An extension of term is only available in respect of a pharmaceutical substance per se that in substance falls within the scope of a claim of a patent, except for substances produced by a process involving the use of recombinant DNA technology.

The Explanatory Memorandum to the Intellectual Property Laws Amendment Bill 1997 noted that claims to pharmaceutical substances per se would usually be restricted to new and inventive substances.

The Memorandum also specified certain circumstances where an extension would not be available:

"Patents that claim pharmaceutical substances when produced by a particular process (product by process claims) will not be eligible unless that process involves the use of recombinant DNA technology. Claims which limit the use of a known substance to a particular environment, for example claims to pharmaceutical substances when used in a new and inventive method of treatment, are not considered to be claims to pharmaceutical substances per se."

This distinction is specifically evident as between the reference in the Act to 'pharmaceutical substances per se', and to 'pharmaceutical substances when produced by a process that involves the use of recombinant DNA technology'. The use of the word 'per se' requires the claim to the substance to be unqualified by process, temporal, or environmental components.
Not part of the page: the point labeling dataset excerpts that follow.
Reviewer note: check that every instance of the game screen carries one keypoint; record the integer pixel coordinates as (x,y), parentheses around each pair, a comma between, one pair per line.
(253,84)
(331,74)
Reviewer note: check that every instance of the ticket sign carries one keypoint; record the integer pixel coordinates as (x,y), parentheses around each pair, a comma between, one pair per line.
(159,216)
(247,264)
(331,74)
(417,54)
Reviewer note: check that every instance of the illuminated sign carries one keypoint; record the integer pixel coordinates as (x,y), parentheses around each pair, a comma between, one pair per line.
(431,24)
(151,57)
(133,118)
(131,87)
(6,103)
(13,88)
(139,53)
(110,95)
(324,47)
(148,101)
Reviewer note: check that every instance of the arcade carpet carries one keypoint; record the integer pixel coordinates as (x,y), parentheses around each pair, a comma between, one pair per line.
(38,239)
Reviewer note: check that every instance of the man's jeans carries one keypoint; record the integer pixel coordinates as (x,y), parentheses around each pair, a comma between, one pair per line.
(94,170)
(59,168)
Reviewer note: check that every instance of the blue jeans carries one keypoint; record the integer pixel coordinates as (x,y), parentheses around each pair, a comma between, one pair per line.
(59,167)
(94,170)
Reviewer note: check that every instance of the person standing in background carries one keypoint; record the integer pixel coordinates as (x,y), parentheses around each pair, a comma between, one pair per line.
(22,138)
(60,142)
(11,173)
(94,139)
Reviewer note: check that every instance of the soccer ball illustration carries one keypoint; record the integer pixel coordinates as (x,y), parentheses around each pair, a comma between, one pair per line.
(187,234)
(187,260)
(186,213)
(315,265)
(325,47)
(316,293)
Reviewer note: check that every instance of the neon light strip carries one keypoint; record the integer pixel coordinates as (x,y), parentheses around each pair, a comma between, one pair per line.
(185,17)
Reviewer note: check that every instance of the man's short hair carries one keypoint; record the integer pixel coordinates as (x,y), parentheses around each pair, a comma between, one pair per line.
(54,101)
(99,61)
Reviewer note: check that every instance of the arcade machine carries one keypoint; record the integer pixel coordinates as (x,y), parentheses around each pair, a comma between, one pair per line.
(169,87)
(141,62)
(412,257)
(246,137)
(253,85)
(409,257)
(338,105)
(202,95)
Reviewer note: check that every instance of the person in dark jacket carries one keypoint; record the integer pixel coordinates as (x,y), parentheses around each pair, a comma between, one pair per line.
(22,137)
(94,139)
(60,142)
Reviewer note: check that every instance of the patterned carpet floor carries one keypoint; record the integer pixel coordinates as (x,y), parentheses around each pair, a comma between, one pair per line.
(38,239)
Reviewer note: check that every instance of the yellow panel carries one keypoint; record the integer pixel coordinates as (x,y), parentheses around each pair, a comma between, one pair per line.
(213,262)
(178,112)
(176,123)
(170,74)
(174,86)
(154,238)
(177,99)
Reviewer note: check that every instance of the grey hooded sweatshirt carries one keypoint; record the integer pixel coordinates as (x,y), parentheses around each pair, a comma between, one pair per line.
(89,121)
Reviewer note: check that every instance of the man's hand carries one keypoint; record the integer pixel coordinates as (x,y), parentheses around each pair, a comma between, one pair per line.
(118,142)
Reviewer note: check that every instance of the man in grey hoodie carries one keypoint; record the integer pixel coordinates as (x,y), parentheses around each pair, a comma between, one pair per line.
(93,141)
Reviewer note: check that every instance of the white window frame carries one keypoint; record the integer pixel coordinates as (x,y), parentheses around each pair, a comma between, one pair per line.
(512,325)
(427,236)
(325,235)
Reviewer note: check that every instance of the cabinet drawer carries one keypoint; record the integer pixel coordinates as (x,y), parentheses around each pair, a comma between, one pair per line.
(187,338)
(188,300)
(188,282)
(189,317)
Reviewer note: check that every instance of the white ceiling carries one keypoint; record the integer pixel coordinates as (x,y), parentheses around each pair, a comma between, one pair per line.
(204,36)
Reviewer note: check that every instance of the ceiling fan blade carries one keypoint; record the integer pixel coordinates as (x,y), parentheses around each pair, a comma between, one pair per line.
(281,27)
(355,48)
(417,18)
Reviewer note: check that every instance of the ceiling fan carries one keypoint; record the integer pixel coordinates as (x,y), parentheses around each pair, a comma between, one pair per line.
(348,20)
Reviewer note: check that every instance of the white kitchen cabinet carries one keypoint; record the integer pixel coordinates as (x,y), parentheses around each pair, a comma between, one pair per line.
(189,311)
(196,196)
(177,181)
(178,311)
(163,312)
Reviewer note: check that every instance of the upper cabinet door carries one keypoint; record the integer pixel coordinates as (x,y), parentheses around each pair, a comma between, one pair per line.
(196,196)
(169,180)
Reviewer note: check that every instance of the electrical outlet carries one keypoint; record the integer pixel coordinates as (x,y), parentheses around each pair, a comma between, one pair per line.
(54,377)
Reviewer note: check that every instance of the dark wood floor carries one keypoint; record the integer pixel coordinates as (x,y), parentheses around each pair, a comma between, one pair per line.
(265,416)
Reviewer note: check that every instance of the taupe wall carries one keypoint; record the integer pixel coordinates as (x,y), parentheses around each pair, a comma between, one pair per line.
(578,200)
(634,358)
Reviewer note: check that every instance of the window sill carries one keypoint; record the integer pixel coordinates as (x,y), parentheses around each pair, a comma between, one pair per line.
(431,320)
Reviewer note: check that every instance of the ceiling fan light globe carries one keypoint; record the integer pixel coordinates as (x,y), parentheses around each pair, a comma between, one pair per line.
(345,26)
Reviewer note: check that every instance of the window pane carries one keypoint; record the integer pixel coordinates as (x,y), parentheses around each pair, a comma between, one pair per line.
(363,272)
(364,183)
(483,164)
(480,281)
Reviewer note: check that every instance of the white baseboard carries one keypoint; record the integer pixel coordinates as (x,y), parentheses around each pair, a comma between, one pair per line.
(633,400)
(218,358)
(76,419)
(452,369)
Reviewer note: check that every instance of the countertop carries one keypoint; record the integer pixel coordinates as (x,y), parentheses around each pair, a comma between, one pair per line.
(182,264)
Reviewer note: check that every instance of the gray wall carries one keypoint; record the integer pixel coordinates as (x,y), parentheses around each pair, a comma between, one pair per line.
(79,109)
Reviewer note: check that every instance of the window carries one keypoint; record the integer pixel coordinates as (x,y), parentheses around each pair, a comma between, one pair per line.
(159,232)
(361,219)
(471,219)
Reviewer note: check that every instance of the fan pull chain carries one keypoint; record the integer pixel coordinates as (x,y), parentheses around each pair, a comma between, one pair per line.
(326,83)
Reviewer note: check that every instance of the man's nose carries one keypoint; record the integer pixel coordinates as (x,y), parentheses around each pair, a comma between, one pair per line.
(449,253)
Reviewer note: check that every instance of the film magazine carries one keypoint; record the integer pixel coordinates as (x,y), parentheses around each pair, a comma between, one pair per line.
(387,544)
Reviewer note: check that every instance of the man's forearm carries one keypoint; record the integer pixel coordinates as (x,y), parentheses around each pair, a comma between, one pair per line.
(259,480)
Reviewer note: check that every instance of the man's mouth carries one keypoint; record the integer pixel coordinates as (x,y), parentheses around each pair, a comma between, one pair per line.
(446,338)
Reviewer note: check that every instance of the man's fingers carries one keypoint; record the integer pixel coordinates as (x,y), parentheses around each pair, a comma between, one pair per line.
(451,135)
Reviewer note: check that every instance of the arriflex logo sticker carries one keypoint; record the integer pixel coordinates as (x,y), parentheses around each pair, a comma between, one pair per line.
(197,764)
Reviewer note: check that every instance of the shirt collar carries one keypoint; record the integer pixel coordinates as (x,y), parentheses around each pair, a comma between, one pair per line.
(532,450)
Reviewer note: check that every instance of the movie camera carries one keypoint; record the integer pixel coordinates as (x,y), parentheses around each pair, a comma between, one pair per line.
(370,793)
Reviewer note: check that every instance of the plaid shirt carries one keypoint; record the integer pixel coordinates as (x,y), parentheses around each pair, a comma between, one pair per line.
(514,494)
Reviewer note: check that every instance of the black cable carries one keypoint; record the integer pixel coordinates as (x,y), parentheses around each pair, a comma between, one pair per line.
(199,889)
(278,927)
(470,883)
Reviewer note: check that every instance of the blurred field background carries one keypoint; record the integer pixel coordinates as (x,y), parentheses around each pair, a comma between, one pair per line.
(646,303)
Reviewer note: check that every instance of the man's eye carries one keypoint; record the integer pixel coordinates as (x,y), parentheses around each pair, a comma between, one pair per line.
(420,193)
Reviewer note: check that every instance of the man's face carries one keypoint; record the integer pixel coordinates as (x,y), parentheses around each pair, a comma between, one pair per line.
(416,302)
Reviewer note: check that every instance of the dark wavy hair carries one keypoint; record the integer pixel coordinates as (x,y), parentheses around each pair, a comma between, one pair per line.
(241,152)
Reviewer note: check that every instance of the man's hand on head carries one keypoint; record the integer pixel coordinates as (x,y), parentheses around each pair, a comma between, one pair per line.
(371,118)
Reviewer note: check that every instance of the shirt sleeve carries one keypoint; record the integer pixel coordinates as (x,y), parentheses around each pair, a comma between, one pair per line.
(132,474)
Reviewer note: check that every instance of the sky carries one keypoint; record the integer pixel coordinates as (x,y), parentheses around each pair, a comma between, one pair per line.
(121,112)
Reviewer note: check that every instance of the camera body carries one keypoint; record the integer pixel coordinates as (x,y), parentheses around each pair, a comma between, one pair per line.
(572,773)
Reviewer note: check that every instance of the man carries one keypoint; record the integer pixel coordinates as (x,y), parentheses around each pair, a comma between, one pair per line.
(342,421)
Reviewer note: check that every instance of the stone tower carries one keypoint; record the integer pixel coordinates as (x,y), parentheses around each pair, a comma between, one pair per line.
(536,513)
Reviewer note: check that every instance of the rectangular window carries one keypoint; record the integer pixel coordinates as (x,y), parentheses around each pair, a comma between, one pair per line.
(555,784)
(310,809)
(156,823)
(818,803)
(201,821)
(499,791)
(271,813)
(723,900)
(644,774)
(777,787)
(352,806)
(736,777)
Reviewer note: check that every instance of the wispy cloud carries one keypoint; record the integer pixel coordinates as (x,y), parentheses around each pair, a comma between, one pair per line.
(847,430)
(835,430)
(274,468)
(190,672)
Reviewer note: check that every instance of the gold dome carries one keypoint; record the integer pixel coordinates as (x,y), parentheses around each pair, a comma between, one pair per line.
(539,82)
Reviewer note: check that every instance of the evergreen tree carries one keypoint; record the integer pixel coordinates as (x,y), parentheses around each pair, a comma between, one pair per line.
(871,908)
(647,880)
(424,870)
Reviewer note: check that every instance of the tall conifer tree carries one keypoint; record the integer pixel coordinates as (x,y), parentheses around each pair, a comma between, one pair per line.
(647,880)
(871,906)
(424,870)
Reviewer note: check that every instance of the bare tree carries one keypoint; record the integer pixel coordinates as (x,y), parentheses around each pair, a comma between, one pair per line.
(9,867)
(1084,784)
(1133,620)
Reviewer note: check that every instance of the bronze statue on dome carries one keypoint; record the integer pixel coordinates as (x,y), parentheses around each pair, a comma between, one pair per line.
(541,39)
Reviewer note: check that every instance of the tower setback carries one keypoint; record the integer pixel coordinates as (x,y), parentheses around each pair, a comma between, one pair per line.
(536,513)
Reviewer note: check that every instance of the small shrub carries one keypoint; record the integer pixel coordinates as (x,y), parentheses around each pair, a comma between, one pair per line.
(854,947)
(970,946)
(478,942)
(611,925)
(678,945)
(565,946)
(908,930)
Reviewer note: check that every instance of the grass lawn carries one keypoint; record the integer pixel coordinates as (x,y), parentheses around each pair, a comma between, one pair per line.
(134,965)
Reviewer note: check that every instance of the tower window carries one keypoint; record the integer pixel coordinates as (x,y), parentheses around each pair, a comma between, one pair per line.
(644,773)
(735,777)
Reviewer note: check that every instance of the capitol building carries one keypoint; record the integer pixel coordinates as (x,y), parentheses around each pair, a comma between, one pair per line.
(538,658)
Both s70(2)(a) and s70(2)(b) require that a claim of the patent must be directed to a pharmaceutical substance, not methods or processes involving pharmaceutical substances.  Thus, the claim must define a pharmaceutical substance per se or a substance produced by recombinant DNA technology (Commissioner of Patents v AbbVie Biotechnology Ltd [2017] FCAFC 129 at [55]).

Claims to Substance

In order for the term of a patent to be extended, the patent must contain one or more claims to a pharmaceutical substance per se, for example:

  • a substance of formula ----- ;
  • substance X mixed with substance Y.

Substances for which extensions of term are available include both new compounds per se and novel and inventive formulations of known drugs.

Examples of claims that are not directed to substances per se are:

  • substance X when used .... ;
  • substance X when produced by method Y;
  • a method of preparing substance X;
  • a substance of formula ...., where component Y is produced by .... ;
  • 'Swiss' style claims referring to substance X;
  • use of substance X in the treatment of Y;
  • substance X for use .... ;
  • (a specified quantum) of substance X;
  • an antiseptic comprising substance X.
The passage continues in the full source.